Summary and key points

– What is a scar?

– Why do they form?

– What problems can they cause?

– Holistic approaches 


A scar is “a mark left on your skin after an injury heals. When you injure your skin — by accident or from a surgery — your body works to repair the wound. The body creates collagen (a tough fiber in your body that gives the skin strength and flexibility) to reconnect the tissues broken apart by the injury. While the body does this work, it creates a scab over the wound. The scab protects the wound from germs as the body heals. When the injured skin is repaired, the scab dries up and falls off. In its place, there may or may not be a scar”, (definition from the American Academy of Dermatology, see reference 1).

Wound healing is a natural restorative response to tissue injury and the interaction of a complex cascade of cellular events that generates resurfacing, reconstitution and restoration of the tensile strength of injured skin. It is a systematic process which is explained in terms of four overlapping phases: clotting phase, inflammation, proliferation, and remodelling, (see Medscape, ref 2). 

Clotting phase. Following wounding, platelets — cells that circulate in the blood and clot to keep us from bleeding aggregate at the wound site and release a variety of substances which attract inflammatory cells to the wound site.

Inflammatory phase: inflammatory cells migrate to the site of injury so increasing the permeability of the wounded tissue bringing factors necessary for healing into the space around the wound, also breaking up cells by a process called lysis.  Certain cells (called (neutrophils) cleanse the wound site of bacteria in the first two days . Other cells (called macrophages) engulf cell debris and bacteria and make enzymes which break down collagen in the injured tissue. 

Proliferative phase: new tissue accumulates in a matrix of collagen and other long chain molecules prior to the formation of  skin cells (epithelium) over the exposed surface forming a layer which provides a seal between the underlying wound and the environment. Synthesis and deposition of collagen is essential to wound healing in general and requires oxygen, vitamin C and ferrous iron amongst other nutrients. Blood vessels need to be grown and these are crucial in bringing healing agents to the site of the wound. The growth of new tissue is followed by contraction, a process that facilitates wound closure.

Remodelling phase: this phase combines both collagen synthesis and destruction, as the collagen fibres are remodelled and densified as water is reabsorbed from the wound. This begins about 21 days after wounding, and peak tensile strength is achieved after 60 days. Skin that has been wounded can only achieve approximately 80% of its pre-wound tensile strength according to  work carried out by Levinson and co-workers (Cited in Ireton et al. 2013, reference 3).

Scars are sometimes characterized by an accumulation of excess collagen and are known as Keloids or hypertrophic scars.

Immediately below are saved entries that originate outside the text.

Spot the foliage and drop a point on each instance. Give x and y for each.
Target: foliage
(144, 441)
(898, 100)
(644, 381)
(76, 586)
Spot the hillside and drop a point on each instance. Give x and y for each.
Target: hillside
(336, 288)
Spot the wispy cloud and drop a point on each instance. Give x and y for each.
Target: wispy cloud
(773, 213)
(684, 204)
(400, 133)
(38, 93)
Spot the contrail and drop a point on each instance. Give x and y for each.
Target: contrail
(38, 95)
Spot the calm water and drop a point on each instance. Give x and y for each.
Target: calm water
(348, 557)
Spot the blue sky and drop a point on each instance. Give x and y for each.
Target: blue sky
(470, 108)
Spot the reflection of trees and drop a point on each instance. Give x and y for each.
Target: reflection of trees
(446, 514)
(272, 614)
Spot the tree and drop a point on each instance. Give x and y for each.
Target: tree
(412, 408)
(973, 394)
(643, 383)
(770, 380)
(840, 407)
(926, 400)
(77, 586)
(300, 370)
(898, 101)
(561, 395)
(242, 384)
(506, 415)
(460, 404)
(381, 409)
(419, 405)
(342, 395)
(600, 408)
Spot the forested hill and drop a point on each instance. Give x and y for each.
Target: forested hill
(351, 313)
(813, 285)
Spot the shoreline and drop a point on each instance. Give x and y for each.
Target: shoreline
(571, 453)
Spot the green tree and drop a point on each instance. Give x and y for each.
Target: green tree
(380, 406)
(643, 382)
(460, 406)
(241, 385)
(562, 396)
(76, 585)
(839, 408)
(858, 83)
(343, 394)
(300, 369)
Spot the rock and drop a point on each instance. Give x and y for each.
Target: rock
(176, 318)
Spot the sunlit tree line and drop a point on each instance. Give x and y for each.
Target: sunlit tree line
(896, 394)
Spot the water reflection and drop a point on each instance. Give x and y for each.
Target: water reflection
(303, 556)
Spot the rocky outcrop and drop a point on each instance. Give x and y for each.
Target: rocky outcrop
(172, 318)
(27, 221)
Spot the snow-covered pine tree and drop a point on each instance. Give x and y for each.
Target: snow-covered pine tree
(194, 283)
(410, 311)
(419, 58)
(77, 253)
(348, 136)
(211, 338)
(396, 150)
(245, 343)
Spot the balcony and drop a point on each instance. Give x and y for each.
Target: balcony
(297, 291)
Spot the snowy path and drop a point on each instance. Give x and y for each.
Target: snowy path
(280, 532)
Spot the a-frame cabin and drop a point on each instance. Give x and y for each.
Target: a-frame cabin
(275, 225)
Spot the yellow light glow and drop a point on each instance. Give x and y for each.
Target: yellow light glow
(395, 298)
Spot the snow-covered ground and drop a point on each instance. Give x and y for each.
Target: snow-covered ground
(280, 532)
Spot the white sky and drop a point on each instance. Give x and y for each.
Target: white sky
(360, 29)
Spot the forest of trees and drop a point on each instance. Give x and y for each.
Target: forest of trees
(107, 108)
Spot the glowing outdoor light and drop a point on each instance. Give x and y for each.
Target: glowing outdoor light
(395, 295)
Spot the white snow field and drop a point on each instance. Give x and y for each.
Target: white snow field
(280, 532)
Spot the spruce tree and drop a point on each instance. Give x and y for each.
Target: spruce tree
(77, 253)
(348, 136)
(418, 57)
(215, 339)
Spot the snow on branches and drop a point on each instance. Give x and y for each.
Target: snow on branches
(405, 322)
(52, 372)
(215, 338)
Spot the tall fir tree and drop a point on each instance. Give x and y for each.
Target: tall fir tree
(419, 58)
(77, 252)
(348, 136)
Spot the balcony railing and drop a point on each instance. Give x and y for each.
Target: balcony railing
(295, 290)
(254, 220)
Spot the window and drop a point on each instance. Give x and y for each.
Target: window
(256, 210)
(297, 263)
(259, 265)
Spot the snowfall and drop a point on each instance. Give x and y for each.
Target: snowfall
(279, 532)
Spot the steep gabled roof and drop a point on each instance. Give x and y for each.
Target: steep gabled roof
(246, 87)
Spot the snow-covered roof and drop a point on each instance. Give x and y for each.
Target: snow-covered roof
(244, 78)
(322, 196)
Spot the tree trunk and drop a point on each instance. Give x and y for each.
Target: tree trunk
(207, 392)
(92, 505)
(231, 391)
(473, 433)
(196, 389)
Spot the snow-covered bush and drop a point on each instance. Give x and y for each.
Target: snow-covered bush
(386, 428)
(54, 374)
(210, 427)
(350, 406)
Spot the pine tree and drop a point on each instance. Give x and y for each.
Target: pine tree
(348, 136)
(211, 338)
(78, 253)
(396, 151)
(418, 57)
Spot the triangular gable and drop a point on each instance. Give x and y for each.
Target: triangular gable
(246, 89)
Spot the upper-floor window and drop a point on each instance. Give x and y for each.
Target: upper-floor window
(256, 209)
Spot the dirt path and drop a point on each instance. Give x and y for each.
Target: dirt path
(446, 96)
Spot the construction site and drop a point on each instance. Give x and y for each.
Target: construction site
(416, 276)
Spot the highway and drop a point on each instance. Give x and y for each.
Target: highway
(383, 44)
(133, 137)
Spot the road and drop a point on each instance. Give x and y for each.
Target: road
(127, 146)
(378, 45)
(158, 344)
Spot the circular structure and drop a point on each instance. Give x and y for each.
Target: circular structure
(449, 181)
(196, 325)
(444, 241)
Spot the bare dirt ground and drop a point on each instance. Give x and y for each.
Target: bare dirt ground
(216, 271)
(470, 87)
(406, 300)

These are distinguished from each other by appearance, keloids growing beyond the borders of the original wound. Hypertrophic scars remain within the limit of the original wound most often regressing spontaneously. Hypertrophic scars are generally seen soon after injury whereas Keloids can form as late as 12 months after wounding, (please refer to Medscape, ref 2).

Scar formation and meridians — bringing it all together.

As practitioners of healing arts related to Traditional Chinese Medicine (TCM) well know, the body contains in addition to nerves, veins, arteries and lymph vessels, a network of “energy channels” which run in specific paths and are linked to specific organs. The fullest understanding of this comes from the study of Acupuncture, a therapy which involves either the stimulation of specific points on these meridians by either cold needles (acupuncture) or heated ones (moxa). Kinesiology, of which I am a practitioner, also works with the meridian system and the triad relation between muscles, organs and meridians.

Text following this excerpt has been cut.